Replication-deficient rabies virus-based vaccines are safe and immunogenic in mice and nonhuman primates.

Although current postexposure prophylaxis rabies virus (RV) vaccines are effective, approximately 40,000-70,000 rabies-related deaths are reported annually worldwide. The development of effective formulations requiring only 1-2 applications would significantly reduce mortality. We assessed in mice and nonhuman primates the efficacy of replication-deficient RV vaccine vectors that lack either the matrix (M) or phosphoprotein (P) gene. A single dose of M gene-deficient RV induced a more rapid and efficient anti-RV response than did P gene-deficient RV immunization.

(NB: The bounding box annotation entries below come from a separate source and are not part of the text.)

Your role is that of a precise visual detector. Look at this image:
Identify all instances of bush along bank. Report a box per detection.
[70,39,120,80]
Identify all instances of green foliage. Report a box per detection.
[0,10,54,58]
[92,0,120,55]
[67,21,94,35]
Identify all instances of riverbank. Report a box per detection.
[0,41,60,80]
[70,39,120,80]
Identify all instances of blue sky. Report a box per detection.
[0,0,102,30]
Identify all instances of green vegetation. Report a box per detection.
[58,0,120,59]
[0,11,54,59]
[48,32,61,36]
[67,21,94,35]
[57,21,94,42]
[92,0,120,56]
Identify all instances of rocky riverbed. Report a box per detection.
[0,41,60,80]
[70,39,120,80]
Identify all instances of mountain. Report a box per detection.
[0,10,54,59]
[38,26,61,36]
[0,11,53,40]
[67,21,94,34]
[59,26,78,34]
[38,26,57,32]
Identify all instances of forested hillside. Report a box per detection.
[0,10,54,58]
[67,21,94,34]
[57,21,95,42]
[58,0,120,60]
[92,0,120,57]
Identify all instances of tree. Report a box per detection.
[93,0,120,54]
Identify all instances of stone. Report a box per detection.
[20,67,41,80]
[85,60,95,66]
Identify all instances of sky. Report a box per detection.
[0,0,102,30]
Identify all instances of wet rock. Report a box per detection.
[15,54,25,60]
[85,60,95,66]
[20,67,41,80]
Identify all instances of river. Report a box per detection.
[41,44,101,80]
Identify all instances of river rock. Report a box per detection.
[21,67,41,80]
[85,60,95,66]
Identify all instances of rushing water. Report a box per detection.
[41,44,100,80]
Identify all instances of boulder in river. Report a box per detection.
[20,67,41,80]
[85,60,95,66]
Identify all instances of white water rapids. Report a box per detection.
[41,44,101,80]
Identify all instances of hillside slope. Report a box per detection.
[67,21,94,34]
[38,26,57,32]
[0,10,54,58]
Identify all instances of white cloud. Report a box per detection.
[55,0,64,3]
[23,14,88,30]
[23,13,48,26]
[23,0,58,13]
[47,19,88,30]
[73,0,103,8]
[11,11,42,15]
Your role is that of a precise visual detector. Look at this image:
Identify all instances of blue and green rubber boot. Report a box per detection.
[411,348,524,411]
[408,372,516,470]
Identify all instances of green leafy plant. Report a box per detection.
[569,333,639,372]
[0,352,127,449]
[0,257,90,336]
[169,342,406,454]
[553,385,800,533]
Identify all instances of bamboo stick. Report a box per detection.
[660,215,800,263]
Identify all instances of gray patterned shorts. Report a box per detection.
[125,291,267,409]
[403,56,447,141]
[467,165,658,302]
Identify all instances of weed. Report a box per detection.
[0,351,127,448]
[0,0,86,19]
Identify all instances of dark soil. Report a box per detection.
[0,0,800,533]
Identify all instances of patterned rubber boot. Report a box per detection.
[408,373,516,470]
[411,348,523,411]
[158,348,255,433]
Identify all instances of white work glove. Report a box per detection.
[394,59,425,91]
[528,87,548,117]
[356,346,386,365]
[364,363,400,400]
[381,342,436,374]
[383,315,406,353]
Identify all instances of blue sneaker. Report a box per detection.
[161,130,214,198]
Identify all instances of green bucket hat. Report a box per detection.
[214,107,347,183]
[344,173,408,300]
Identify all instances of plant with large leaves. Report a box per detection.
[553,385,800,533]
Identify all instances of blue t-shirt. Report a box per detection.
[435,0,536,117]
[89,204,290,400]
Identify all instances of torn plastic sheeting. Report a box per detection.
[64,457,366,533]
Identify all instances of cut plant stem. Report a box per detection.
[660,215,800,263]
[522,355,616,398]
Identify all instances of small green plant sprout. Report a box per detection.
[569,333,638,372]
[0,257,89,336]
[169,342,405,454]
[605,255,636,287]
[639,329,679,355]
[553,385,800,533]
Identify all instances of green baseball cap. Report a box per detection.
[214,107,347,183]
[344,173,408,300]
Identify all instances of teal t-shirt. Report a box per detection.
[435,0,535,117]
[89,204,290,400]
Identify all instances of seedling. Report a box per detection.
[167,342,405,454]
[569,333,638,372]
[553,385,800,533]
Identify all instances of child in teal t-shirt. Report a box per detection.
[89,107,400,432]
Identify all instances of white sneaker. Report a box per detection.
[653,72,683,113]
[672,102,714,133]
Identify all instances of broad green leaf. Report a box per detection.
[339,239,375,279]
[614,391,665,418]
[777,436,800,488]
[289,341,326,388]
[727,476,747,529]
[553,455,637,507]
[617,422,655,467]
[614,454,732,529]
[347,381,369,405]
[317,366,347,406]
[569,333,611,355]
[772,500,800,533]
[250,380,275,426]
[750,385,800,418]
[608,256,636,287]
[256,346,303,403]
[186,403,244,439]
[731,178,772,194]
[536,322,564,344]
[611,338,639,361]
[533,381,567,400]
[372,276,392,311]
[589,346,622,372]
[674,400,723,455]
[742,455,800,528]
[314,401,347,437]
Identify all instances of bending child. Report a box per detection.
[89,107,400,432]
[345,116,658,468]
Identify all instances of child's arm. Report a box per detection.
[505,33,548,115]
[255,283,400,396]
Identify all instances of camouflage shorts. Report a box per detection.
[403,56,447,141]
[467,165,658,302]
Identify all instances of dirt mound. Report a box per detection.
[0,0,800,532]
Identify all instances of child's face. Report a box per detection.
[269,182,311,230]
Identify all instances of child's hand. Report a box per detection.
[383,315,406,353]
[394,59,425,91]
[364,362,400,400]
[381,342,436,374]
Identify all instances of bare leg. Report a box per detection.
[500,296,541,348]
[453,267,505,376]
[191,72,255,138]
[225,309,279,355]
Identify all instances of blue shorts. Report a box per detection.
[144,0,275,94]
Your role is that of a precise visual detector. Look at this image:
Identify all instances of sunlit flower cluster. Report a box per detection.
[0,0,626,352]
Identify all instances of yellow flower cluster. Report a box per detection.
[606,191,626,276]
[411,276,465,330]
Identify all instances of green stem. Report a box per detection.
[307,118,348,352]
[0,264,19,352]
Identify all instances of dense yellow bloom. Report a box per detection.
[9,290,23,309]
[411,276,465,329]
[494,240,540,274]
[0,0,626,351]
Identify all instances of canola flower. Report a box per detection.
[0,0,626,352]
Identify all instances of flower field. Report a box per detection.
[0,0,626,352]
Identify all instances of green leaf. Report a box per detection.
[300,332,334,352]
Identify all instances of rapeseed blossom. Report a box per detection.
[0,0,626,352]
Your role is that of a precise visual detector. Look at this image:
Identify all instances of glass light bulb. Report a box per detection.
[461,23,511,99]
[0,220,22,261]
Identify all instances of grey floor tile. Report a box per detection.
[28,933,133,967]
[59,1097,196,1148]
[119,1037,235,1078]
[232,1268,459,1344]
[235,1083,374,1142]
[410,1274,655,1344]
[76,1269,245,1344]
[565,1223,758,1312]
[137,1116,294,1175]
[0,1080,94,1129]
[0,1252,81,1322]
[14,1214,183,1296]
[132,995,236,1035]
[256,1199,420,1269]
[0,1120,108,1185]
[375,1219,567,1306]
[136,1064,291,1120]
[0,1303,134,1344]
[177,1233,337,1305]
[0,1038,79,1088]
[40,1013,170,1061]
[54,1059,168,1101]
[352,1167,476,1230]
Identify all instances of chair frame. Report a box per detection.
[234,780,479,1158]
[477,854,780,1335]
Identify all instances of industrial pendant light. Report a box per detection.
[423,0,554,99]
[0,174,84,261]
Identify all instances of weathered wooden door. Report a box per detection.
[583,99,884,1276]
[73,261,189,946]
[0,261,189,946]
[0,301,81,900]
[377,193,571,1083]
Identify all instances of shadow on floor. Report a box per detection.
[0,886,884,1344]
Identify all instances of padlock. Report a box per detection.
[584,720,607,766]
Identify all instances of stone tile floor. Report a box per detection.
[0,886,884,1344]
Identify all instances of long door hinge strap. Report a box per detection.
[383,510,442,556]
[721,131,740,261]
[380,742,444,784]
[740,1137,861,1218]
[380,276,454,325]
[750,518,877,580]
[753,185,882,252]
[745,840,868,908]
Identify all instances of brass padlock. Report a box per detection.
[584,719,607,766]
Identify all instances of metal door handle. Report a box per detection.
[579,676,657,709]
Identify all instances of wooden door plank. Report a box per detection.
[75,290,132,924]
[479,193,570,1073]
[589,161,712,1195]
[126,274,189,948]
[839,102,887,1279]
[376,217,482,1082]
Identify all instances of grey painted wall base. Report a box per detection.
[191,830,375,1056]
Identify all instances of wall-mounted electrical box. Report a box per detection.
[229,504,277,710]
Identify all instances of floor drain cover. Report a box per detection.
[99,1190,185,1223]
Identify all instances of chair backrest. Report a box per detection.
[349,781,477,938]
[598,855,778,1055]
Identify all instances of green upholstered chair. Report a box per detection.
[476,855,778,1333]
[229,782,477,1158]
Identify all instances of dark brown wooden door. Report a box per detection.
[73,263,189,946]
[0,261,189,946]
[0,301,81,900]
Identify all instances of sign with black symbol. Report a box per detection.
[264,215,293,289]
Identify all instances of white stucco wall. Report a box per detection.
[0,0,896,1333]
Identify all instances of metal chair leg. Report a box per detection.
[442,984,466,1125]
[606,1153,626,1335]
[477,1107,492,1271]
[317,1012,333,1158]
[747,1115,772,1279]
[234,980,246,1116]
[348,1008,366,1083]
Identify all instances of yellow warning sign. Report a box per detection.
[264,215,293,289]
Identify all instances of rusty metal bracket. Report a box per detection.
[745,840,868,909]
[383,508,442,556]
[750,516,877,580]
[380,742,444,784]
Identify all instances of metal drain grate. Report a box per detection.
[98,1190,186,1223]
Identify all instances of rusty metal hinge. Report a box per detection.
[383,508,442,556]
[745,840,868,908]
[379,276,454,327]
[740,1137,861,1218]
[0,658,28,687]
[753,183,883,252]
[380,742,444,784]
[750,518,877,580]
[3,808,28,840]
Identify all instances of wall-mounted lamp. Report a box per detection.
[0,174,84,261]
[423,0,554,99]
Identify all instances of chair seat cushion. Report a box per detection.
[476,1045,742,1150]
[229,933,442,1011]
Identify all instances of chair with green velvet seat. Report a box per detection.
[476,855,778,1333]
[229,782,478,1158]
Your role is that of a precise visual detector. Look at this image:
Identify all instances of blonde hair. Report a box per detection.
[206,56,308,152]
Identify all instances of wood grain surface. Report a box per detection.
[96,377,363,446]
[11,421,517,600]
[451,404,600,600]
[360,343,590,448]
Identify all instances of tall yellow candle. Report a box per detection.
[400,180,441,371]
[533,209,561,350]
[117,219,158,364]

Furthermore, the M gene-deleted RV vaccine induced 4-fold higher virus-neutralizing antibody (VNA) levels in rhesus macaques than did a commercial vaccine within 10 days after inoculation, and at 180 days after immunization rhesus macaques remained healthy and had higher-avidity antibodies, higher VNA titers, and a more potent antibody response typical of a type 1 T helper response than did animals immunized with a commercial vaccine. The data presented in this article suggest that the M gene-deleted RV vaccine is safe and effective and holds the potential of replacing current pre- and postexposure RV vaccines.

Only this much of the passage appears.